Fort Hood Neighborhood Gets Solar Power Tuesday
FORT HOOD (CBSDFW.COM) – Tucked away just to the east of the on-post neighborhood it’ll soon help power, four gravelly acres have been claimed by about 3,000 solar panels.
To hear project organizers tell it, the hope is that the new solar park will spark an interest in renewable energy –– not just at this behemoth Central Texas Army post, but at military facilities across the nation.
“We’re hoping that more people will see it; that other places –– not just Fort Hood – but other bases … will see that this is a viable option and follow the example,” said Sandra Swain, spokeswoman for Universal Services Fort Hood.
Swain’s employer owns and manages Liberty Village, one of 13 on-post neighborhoods. This was one of the first privatized housing ventures on post –– a practice that is now gospel at Fort Hood, where private companies manage all on-site housing.
According to Brian Dosa, Fort Hood’s director of public works, the solar park will power about 20 percent of that neighborhood’s 300 single-family residences.
This is something that will directly help soldiers who live on post: Swain says they get an allotment of electricity each month. If they exceed that, the soldier must pay the difference.
“That’s a large offset,” Swain said. “That’s dropping the likelihood that they’re going to go over that usage.”
Dosa said Universal Services approached the Army with plans for the solar park in March of last year.
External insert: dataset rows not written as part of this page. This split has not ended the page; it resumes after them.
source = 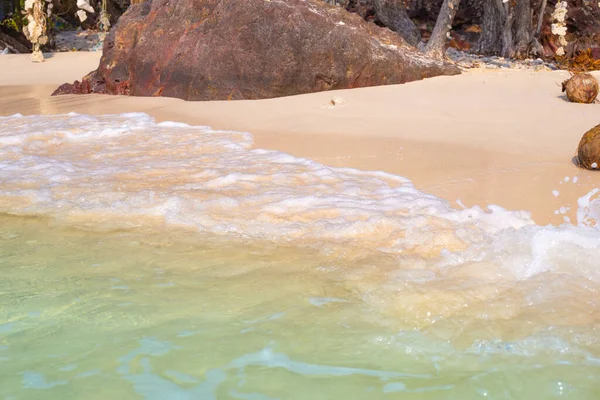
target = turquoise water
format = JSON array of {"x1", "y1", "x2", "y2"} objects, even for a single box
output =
[
  {"x1": 0, "y1": 114, "x2": 600, "y2": 400},
  {"x1": 0, "y1": 218, "x2": 600, "y2": 399}
]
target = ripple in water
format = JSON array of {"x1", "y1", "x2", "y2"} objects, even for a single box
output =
[{"x1": 0, "y1": 114, "x2": 600, "y2": 399}]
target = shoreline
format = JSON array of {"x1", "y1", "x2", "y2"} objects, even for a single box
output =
[{"x1": 0, "y1": 52, "x2": 600, "y2": 225}]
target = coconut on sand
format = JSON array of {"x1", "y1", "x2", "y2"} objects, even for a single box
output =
[
  {"x1": 577, "y1": 125, "x2": 600, "y2": 170},
  {"x1": 562, "y1": 72, "x2": 599, "y2": 104}
]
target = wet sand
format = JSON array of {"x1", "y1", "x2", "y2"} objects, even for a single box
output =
[{"x1": 0, "y1": 52, "x2": 600, "y2": 224}]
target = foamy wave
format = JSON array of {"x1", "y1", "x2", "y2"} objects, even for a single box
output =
[{"x1": 0, "y1": 114, "x2": 599, "y2": 268}]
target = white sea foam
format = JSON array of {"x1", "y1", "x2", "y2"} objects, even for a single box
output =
[{"x1": 0, "y1": 114, "x2": 600, "y2": 277}]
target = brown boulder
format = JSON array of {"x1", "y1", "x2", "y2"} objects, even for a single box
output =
[
  {"x1": 54, "y1": 0, "x2": 460, "y2": 100},
  {"x1": 577, "y1": 125, "x2": 600, "y2": 170}
]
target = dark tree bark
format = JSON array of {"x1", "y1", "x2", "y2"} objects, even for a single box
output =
[
  {"x1": 496, "y1": 0, "x2": 514, "y2": 57},
  {"x1": 514, "y1": 0, "x2": 533, "y2": 58},
  {"x1": 373, "y1": 0, "x2": 421, "y2": 46},
  {"x1": 472, "y1": 0, "x2": 505, "y2": 55},
  {"x1": 425, "y1": 0, "x2": 460, "y2": 58}
]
The Corps of Engineers secured the four-acre location while Universal Services found financing. By November, the two had broken ground on the site.
And on Tuesday, the solar panels will be activated.
“So, from concept to ribbon cutting, about 13 months,” Dosa said of the project’s timeline. “It can be a bureaucratic organization in a lot of ways and we were able to gain the approvals necessary. My staff, DPW at Fort Hood, did an extraordinary job to get this fast-tracked for approval.”
The project is in line with the U.S. Army’s Net Zero Energy Goal. Launched in November of last year, the Army paired with the Environmental Protection Agency to reach a goal of ‘net zero’ on its energy, water and waste usage.
In layman terms, the goal is to produce as much as energy as it uses.
“As we build new buildings on Fort Hood, they’re all coming in with solar thermal to supplement the hot water supply for those buildings,” Dosa said.
And, indeed, speaking about ‘green’ projects on-post, Dosa rattled off a laundry list of environmentally minded projects.
There’s the five dining facilities that use solar thermal energy for hot water. There’s the LEED-gold certified chapel that opened last August. A $500 million medical center is also eyeing gold certification.
Another private home building company, Lend Lease Public Partnerships, built 232 homes that reached LEED-silver certification in on-post communities separate from Liberty Village.
Buildings in the midst of renovations are all being rebuilt to meet LEED certifications –– some of which workers are “tearing them down to the foundations, to the walls,” Dosa said.
But the $3 million solar park still stands out –– both as a point of pride, and as something to look up to.
“We have lots of green projects on post,” Dosa said. “But I wish we had something that was similarly scoped, and we don’t.”